Hope fades for teen missing at remote beach
EMOTIONAL scenes have played out on Clarence Valley's remote Pebbly Beach as family and friends vow to maintain a beach-side vigil until missing teenager Ali Mosawi is found.
The 17-year-old was swimming with four other people at the beach in Yuraygir National Park on Saturday afternoon, when they got into trouble in dangerous conditions. Three people made their way back to shore and assisted a fourth boy, but Ali hasn't been seen since. Police are now calling the search a recovery operation.
Yesterday morning, family members and friends held a prayer service at the site as emergency services got to work for a third day.

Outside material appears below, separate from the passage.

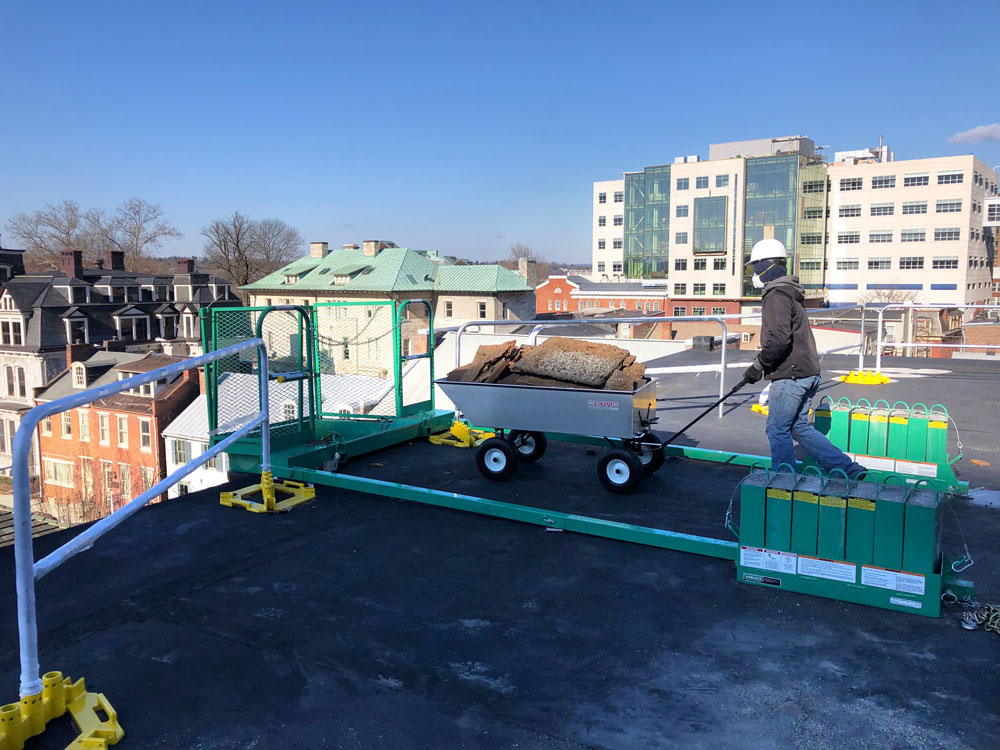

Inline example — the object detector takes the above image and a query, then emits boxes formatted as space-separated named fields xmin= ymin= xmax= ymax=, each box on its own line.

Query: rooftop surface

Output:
xmin=0 ymin=352 xmax=1000 ymax=750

"It was very moving," Inspector Jo Reid said.
"It just brings home the deep religious faith and beliefs they have, and that underpins their reason for wanting to stay, and you can certainly understand that.
"They've indicated they'll stay as long as they need to so they bring him home."
Hampered by large swell, the search - which involved local police, Surf Live Saving NSW volunteers, Wooli Marine Rescue and a Department of Fisheries helicopter - was called off about 2pm on Monday.
Insp Reid confirmed the operation was now moving into the recovery phase.
"We've done as much as we could for the day, and we'll head back out tomorrow (Tuesday) with water police and a land-based beach patrol in the hope he'll turn up," she told The Daily Examiner.
"The search will be scaled right back (today) and if it's not concluded we will reassess after that."
It is believed Ali was not a strong swimmer.
"They went out in a group which is one of the safety principles you want people to adhere to, but the surf is unforgivable and you've only got to get caught in a rip and one moment of panic can cost you," Insp Reid said.
"Especially in remote areas like that where help is far away."
Tributes have poured in for the teen, who was in Year 11 at Miller Technology High School in Western Sydney.
Sheltie Bryant told The Daily Telegraph that Ali was "a great friend".
"Whenever someone needed a friend to talk to he was always there and would put a smile on their faces and have their backs," she said.
"We were close, he was a hard worker at school and he loved auto class, he was always the top of auto.
"He would stand up for his boys at school ... I'm going to miss him so much."
She said he also enjoyed going fishing and was doing what he loved before he got swept away.
He had only turned 17 less than a month ago.
Ali's Facebook page shows that he visited Iraq earlier this year.
"He came back talking all about it and showing me photos and all that," Sheltie said.